# Radio strap or Belt clip?



## CVJPMG (Aug 11, 2018)

Looking for something to hold my radio, Should I get a swivel clip that the belt feeds through or should I get an over the shoulder strap? Cost seems somewhat similar, what brands?


----------



## NPO (Aug 11, 2018)

I prefer a belt clip.


----------



## NomadicMedic (Aug 11, 2018)

Radio strap.


----------



## StCEMT (Aug 12, 2018)

Radio strap for me.


----------



## DrParasite (Aug 14, 2018)

if you have a shoulder mic, go with a radio strap.  

If you don't, swivel belt clip.

or get the best of both worlds: a swivel radio holder that has ears, which allow you to connect a radio strap to it.


----------



## CVJPMG (Aug 14, 2018)

DrParasite said:


> if you have a shoulder mic, go with a radio strap.
> 
> If you don't, swivel belt clip.
> 
> or get the best of both worlds: a swivel radio holder that has ears, which allow you to connect a radio strap to it.
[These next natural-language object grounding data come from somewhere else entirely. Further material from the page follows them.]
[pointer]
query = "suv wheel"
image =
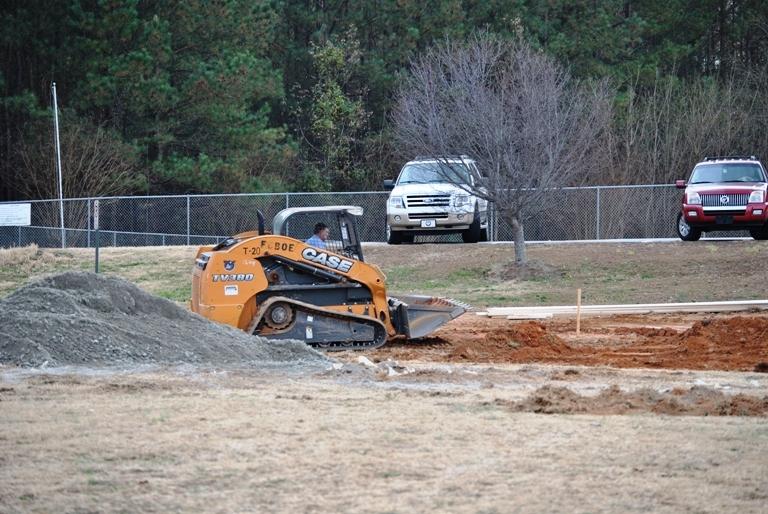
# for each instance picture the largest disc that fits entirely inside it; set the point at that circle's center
(685, 231)
(393, 238)
(473, 233)
(760, 234)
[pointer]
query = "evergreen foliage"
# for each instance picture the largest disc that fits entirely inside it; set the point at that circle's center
(239, 95)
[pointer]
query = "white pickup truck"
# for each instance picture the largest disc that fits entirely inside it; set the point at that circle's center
(435, 196)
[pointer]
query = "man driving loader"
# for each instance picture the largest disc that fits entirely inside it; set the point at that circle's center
(280, 288)
(320, 236)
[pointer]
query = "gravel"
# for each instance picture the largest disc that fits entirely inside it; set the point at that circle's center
(80, 318)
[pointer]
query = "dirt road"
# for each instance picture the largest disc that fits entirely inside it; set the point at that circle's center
(690, 341)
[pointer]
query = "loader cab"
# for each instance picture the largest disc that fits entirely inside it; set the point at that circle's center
(298, 223)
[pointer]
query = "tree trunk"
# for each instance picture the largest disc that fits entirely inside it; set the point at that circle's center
(518, 237)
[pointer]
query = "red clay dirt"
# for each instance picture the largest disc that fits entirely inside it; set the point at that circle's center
(711, 342)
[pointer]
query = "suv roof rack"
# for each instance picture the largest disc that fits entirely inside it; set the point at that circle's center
(428, 157)
(733, 157)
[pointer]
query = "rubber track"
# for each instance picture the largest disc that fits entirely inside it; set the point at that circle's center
(380, 330)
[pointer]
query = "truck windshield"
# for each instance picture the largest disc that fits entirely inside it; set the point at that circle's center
(730, 172)
(432, 172)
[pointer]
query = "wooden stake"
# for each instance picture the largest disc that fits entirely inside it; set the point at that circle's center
(578, 311)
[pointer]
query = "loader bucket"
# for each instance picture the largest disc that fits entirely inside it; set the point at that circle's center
(419, 315)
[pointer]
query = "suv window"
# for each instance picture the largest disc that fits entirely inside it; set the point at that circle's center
(434, 172)
(727, 172)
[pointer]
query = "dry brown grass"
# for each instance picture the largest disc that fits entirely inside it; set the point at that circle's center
(18, 256)
(229, 442)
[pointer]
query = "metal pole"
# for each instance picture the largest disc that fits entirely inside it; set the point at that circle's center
(597, 223)
(96, 224)
(58, 162)
(187, 223)
(89, 223)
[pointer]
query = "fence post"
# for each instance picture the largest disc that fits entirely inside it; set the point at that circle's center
(89, 223)
(597, 222)
(187, 223)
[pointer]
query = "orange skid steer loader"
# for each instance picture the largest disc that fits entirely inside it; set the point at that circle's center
(279, 287)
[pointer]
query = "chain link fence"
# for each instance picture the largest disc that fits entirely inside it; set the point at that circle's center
(587, 213)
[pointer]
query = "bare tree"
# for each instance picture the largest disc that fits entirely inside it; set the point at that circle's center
(517, 112)
(94, 162)
(657, 135)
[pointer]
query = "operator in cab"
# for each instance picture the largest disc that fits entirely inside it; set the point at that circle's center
(320, 236)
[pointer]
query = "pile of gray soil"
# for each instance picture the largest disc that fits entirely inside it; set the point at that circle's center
(79, 318)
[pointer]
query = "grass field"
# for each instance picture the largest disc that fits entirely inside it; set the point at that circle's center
(441, 437)
(482, 275)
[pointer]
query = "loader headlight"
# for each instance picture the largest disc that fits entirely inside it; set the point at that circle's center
(461, 200)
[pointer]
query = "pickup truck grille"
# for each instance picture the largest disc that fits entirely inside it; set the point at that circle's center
(428, 200)
(715, 200)
(428, 216)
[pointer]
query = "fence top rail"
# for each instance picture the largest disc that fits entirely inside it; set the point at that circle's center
(298, 193)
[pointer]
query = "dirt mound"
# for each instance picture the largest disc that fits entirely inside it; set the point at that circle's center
(697, 401)
(517, 342)
(729, 343)
(79, 318)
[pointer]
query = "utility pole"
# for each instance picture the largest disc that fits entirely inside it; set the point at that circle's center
(58, 163)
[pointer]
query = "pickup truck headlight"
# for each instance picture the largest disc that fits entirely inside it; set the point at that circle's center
(461, 200)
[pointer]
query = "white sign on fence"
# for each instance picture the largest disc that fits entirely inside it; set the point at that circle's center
(15, 215)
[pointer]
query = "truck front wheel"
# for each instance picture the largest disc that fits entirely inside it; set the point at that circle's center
(685, 231)
(393, 238)
(759, 234)
(472, 234)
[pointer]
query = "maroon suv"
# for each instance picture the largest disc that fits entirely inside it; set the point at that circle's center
(724, 193)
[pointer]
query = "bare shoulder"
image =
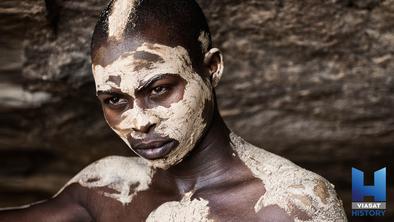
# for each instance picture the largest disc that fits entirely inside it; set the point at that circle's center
(123, 175)
(303, 194)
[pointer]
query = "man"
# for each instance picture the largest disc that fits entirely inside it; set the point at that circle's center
(155, 72)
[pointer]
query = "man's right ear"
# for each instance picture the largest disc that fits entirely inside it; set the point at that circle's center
(213, 60)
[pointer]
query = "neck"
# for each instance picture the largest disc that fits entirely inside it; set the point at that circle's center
(207, 162)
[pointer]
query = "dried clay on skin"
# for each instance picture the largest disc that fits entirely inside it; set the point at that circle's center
(120, 17)
(195, 210)
(117, 173)
(289, 186)
(169, 121)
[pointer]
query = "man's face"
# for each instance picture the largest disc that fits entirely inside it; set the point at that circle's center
(155, 101)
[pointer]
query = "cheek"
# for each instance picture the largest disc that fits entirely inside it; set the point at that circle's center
(112, 118)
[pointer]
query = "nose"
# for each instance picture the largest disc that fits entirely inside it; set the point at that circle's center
(143, 128)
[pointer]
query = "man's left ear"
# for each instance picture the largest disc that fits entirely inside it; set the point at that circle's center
(213, 60)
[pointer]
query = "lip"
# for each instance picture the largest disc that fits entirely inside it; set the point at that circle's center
(154, 149)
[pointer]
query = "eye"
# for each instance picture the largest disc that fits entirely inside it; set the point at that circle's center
(115, 102)
(159, 90)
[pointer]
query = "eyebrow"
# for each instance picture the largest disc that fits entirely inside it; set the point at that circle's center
(145, 84)
(111, 91)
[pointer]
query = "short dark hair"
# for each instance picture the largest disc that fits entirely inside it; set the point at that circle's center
(181, 22)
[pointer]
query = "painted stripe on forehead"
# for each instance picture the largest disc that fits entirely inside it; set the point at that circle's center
(120, 17)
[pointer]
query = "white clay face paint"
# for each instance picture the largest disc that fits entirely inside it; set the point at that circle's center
(195, 210)
(288, 185)
(182, 121)
(117, 173)
(121, 13)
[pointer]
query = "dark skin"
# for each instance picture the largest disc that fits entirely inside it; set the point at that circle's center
(210, 169)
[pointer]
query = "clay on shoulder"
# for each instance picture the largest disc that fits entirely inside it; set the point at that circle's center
(301, 193)
(125, 176)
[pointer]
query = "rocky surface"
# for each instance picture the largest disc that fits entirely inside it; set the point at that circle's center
(309, 80)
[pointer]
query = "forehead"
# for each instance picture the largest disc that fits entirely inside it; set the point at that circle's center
(131, 67)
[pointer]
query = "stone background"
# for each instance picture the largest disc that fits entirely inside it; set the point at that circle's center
(310, 80)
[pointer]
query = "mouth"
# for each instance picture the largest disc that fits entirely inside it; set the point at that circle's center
(152, 150)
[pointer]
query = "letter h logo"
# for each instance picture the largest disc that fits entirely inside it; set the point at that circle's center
(378, 190)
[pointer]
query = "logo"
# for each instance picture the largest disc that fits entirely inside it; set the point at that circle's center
(360, 191)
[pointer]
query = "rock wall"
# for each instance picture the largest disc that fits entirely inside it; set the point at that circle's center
(309, 80)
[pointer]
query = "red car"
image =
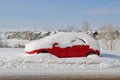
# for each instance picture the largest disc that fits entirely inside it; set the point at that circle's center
(78, 45)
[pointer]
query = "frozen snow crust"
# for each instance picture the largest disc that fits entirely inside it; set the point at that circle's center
(15, 62)
(64, 40)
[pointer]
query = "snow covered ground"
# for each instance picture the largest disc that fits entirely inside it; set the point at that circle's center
(14, 61)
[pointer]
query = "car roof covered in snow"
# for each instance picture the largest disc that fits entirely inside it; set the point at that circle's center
(64, 40)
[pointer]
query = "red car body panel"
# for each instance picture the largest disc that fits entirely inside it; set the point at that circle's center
(67, 52)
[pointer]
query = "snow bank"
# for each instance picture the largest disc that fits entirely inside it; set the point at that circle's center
(13, 61)
(64, 40)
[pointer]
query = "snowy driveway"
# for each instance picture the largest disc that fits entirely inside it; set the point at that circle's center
(13, 61)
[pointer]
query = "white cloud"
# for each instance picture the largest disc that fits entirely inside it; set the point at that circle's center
(103, 11)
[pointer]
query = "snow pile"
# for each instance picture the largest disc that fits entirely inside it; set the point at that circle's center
(13, 61)
(49, 61)
(64, 40)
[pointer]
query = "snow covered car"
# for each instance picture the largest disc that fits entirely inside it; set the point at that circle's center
(64, 45)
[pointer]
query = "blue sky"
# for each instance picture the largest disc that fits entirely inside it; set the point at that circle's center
(53, 14)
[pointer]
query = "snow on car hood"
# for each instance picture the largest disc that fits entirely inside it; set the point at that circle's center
(64, 40)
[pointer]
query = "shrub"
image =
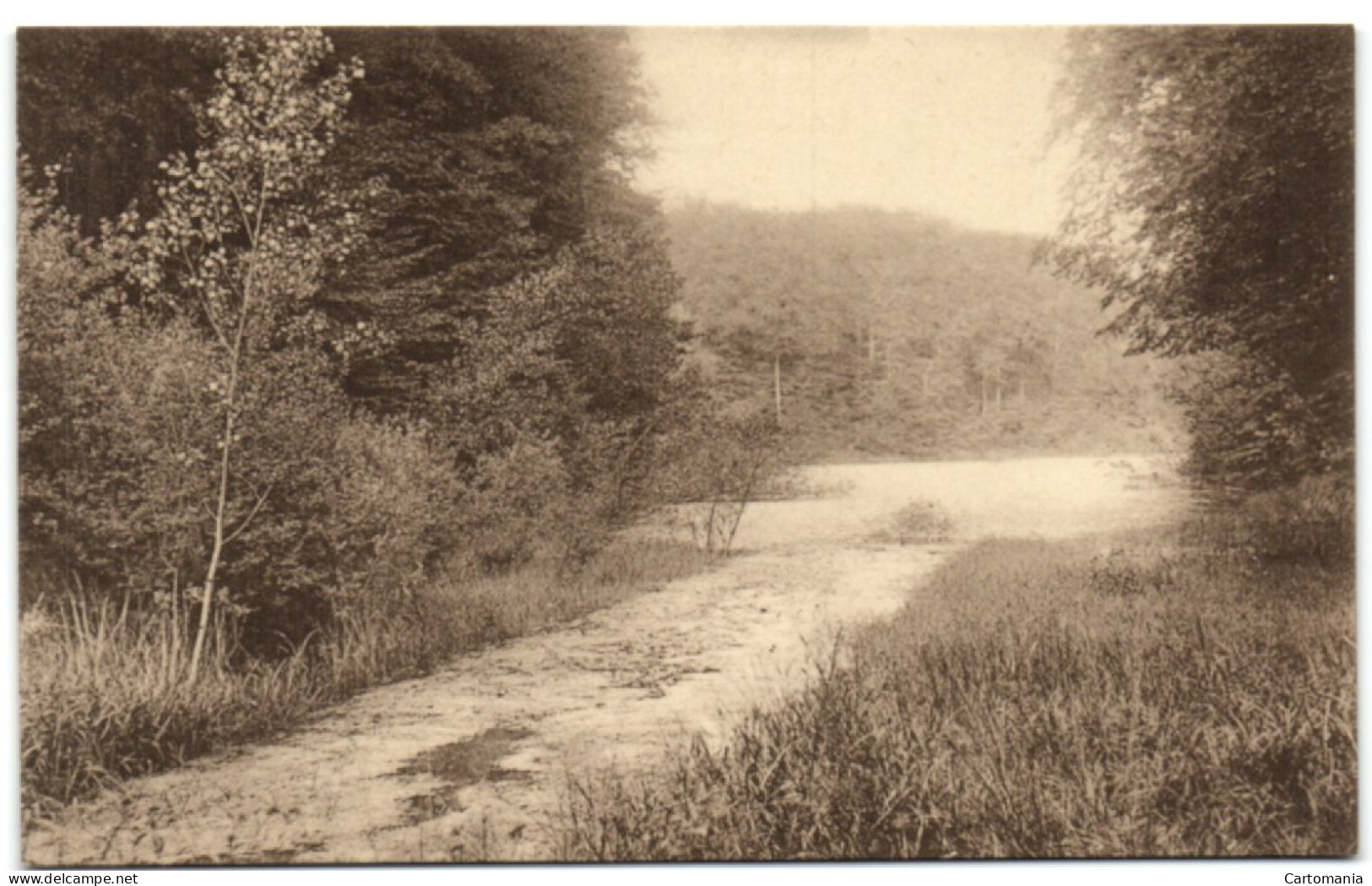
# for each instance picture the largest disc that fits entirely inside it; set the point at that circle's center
(1038, 701)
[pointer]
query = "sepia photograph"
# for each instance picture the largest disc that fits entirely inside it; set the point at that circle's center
(449, 444)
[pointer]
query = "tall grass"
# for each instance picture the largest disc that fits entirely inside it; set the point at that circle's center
(1174, 693)
(100, 699)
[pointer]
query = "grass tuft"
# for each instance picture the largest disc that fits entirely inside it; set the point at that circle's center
(100, 704)
(1170, 694)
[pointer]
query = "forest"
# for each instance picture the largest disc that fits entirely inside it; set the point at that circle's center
(318, 329)
(882, 335)
(344, 351)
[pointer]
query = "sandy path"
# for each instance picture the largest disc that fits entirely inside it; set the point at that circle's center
(469, 762)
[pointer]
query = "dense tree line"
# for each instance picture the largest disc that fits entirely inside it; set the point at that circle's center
(1214, 209)
(885, 334)
(307, 316)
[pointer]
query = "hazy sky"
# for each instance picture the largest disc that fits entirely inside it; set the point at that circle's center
(950, 121)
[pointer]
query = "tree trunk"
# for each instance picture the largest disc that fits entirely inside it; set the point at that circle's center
(777, 384)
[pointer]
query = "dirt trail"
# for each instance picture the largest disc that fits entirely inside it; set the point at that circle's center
(468, 763)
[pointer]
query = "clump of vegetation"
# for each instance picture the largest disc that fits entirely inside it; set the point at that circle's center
(285, 435)
(1181, 693)
(102, 698)
(918, 523)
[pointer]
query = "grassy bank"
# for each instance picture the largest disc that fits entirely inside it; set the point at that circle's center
(1187, 692)
(98, 704)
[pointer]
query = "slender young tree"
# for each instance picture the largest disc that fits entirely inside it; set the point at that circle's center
(246, 229)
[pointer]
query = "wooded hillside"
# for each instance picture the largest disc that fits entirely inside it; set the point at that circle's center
(876, 334)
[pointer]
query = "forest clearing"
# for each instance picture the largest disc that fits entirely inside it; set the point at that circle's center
(619, 444)
(615, 690)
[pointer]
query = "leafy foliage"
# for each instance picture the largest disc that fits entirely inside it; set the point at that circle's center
(1174, 697)
(896, 335)
(1214, 206)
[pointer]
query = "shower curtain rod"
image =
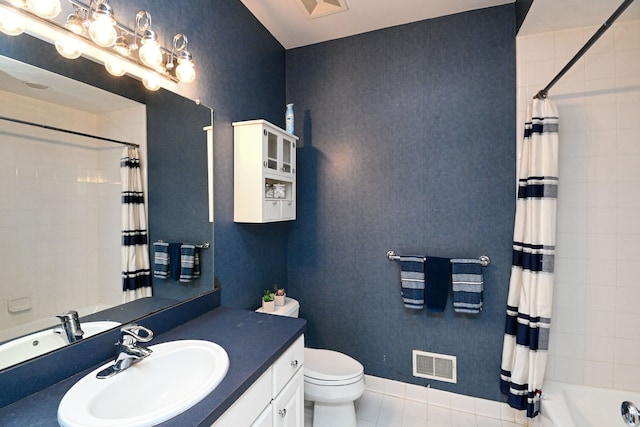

I went ahead with a Boston Leather strap. For my use I think it'll do me good, otherwise I have a rifle sling that might just work


----------



## DrParasite (Aug 15, 2018)

Glad you found one you like.  

This is the one that I own.  It has a swivel belt clip which is great for city work when we don't have mics, and it has ears so I can attach any radio strap to it (I have a nylon one that I took off a cheap universal system).  You don't need a fancy leather strap if you are just starting out, or if you aren't sure if you will even like using the strap.  But if you are going to spend the money, get one that is personalized that will last your career.


----------